Ellul chooses to say violence is a singular thing and leave no room for Christian participation in it. Yet he does contrast worldly violence against flesh and blood to "the violence of love" aimed at "the powers." He writes of this, "I remain convinced by Barth's and Cullmann's exegeses of the powers…" Without being familiar with Barth's or Cullmann's exegesis, I imagine he's identifying "the powers" as something along the lines of those in Ephesians 6, "the rulers, against the authorities, against the cosmic powers over this present darkness, against the spiritual forces of evil in the heavenly places."
So violence against "flesh and blood" is condemned, but as he writes, "to say that Christianity forbids all violence is not entirely correct. The Old Testament tells of a great many violences, though the greatest care must be used in interpreting these passages." (page 161) He briefly addresses three situations in the Old Testament in a footnote: Deuteronomy 2 and 7, Joshua 6, and I Samuel 15. It is worth reprinting the footnote in full:
"I give three brief examples. (1) The Herem [i.e., The Ban; see Deuteronomy 2 and 7, Joshua 6, I Samuel 15]. Obviously these passages are not to be taken as mandatory laws but as descriptions of an institution connected with a certain culture, whose significance alone concerns us. This is intended to mark the strict separation between the chosen people of God, who is holy, and the people who worship false gods. The atrocious Herem is intended to keep the people from idolatry.

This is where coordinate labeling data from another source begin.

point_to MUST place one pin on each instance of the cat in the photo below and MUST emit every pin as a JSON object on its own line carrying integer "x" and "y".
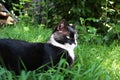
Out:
{"x": 16, "y": 55}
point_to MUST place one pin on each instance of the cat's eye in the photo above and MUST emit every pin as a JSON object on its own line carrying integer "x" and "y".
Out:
{"x": 68, "y": 37}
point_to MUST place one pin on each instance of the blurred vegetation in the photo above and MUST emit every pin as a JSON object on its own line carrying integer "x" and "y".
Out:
{"x": 97, "y": 21}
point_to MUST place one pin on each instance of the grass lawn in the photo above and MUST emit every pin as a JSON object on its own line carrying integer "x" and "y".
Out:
{"x": 93, "y": 61}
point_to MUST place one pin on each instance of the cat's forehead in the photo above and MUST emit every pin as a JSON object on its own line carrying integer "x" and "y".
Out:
{"x": 71, "y": 29}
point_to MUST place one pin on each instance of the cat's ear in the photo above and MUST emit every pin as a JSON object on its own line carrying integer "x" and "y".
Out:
{"x": 62, "y": 26}
{"x": 73, "y": 25}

(2) The prophets speak against the rich, but they never incite the poor to take justice into their own hands, to use violence. The prophets always pronounce God's judgment on the rich, they speak the word against the rich, but at the same time they declare that justice is the Lord's and that trust must be placed in him.

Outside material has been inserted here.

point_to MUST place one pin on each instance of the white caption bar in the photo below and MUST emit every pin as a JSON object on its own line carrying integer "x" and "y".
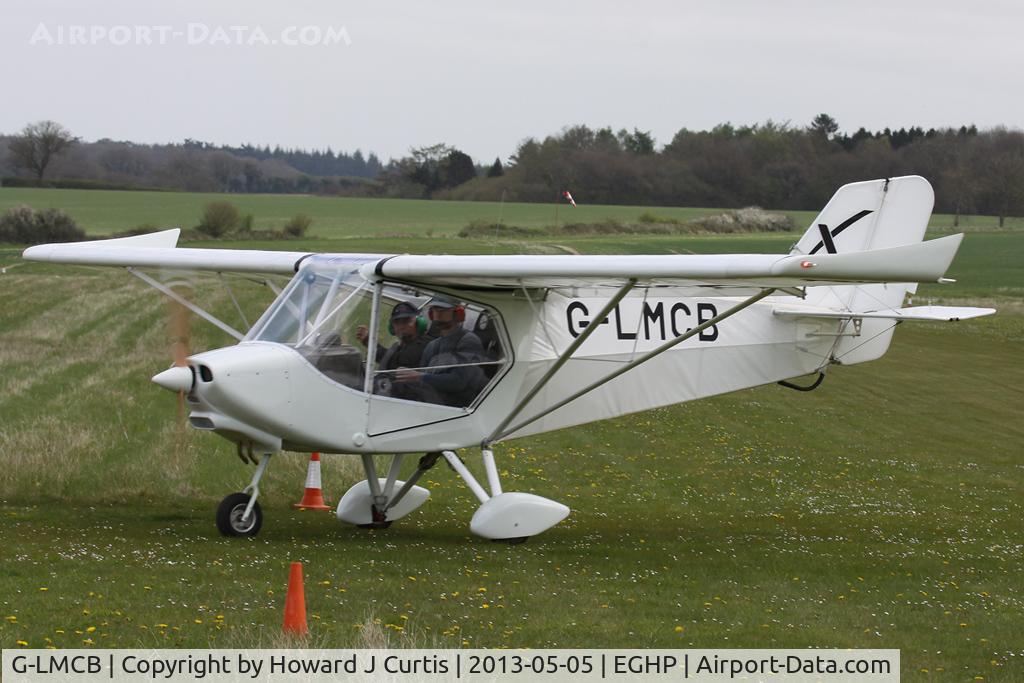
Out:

(3) Elijah slaughters the prophets of Baal. Three points must be emphasized here. It was not as a political or military leader, but as a prophet, and only after a miracle had been performed (thus in limited situation), that Elijah did his violent deed. He was struggling against the powers, the idols, the false gods, not contending for political justice or some human good. He stood alone, not only against the state but against the people also. He was working against the current. Only later did God reveal to him that some of Israel's people had remained faithful." (page 161)

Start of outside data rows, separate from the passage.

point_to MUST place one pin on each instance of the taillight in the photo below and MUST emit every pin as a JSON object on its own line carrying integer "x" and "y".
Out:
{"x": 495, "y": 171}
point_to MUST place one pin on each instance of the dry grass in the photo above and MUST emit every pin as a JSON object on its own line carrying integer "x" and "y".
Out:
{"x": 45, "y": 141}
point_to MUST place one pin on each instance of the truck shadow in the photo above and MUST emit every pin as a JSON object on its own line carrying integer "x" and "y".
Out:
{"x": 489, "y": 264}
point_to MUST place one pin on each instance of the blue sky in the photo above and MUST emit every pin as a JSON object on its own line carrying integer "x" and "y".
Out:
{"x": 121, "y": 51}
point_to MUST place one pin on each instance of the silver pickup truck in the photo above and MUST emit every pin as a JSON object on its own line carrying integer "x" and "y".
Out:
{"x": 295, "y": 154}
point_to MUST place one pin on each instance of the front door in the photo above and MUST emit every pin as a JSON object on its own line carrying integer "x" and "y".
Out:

Ellul views "the material struggle" as the unending cycle of violence—recall that he argues "violence begets violence." It is the spiritual struggle that brings real change. He writes, "People generally join the material struggle out of their own volition, spontaneously. They are able to conduct these political or economic wars, and if need be they will do it by violent means. But the other war can be waged only by Christians, for they have received the revelation not only of God's love but also of the creation's profound reality. Only Christians can contend against the powers that are at the root of the problem. The state would be powerless and unimportant were it not for the something-more-than-itself that resides within it. And to contend against institutions or against the men who serve the institutions (the police, for instance) is useless. It is the heart of the problem that must be attacked. And Christians alone can do that—because the others know nothing about all this, and because only the Christians receive the power of the Holy Spirit and are required by God to do these things." (page 164)
While materialists deal in violence, trusting it to deliver justice, it is only through Christians battling against the powers that will deliver real justice and end the self-perpetual cycle of violence.